Public interest is much harder to argue in higher education. There are many applications of academic scholarship and teaching that create obvious benefits to society, as recently highlighted by Bill Rammell, vice-chancellor at Bedfordshire. But, at its core, the purpose of academic research lies in the intrinsic value of knowledge. By definition, the societal benefits that arise from this are speculative and, in many instances, may accrue only for subsequent generations.
Nonetheless, it is entirely possible to define the public value of higher education in ways that recognise this. An analogy from the BBC is its investment in current affairs.

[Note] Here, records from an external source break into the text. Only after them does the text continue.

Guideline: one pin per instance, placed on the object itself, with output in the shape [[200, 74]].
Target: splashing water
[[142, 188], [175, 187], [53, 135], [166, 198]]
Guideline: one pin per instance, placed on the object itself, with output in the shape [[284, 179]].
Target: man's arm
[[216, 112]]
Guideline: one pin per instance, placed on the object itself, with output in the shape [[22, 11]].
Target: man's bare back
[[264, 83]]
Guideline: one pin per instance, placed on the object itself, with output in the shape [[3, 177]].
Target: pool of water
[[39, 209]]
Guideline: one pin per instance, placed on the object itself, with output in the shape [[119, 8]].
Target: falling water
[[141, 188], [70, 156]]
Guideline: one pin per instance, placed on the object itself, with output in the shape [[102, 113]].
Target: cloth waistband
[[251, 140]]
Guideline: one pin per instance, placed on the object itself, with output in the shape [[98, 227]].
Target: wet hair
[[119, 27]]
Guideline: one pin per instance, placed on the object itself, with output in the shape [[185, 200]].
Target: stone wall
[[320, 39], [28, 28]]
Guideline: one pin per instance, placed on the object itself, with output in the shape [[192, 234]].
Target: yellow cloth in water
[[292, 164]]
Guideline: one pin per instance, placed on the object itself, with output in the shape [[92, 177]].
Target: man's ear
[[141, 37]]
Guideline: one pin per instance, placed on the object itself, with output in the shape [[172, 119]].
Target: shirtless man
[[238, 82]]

Few viewers watch a programme such as Panorama very regularly, if at all, but they understand its value to the public sphere and are content for their licence fees to fund it.
The BBC used its public value narrative ten years ago to secure an advantageous new charter. Although its financial position has declined since, the corporation has still been remarkably effective in the latest charter negotiations. Its purposes remain recognised and it has gained a predictable income stream of compulsory licence fee funding for another decade.
When this previous charter was developed, public value analysis secured a framework for the BBC to set the foundations for the current era of broadcasting, characterised by on-demand viewing by iPlayer and HDTV. Insofar as the BBC has lost its way, it could be argued that this is because it has strayed from the thinking of public purposes. More attention by management to the public purposes would have clarified the BBC’s interest in broadcasting its findings about Jimmy Saville. Its purpose to inform citizenship might have encouraged it to take a more robust view of its independence and impartiality in the EU referendum campaign, with more testing on behalf of audiences of conflicting and sometimes untrue claims. There are prescient lessons here for universities.
On the face of it, the higher education sector is in a weaker position than the BBC. It has to overcome the disadvantage of its fragmentation to present a robust voice to policy makers and the wider public. Compared with other sectors, it has enjoyed a good financial settlement through austerity – but at what cost? The marketisation and commodification of education and research have proved an anathema to many working the sector.
As universities contemplate the gulf between themselves and the public that Brexit has revealed, public value thinking could help them get closer to their communities and articulate purposes that the public would get behind. This in turn could help diffuse tension between academics and managers, if managerialism were mobilised in the service of a project that academics might find more inspiring. Clarity of purpose would allow for greater differentiation between universities – research-intensives, balanced, teaching-focussed – and, more importantly, provide a more robust foundation for dealing with government and the new regulator, the OfS, as we enter the Brexit-era.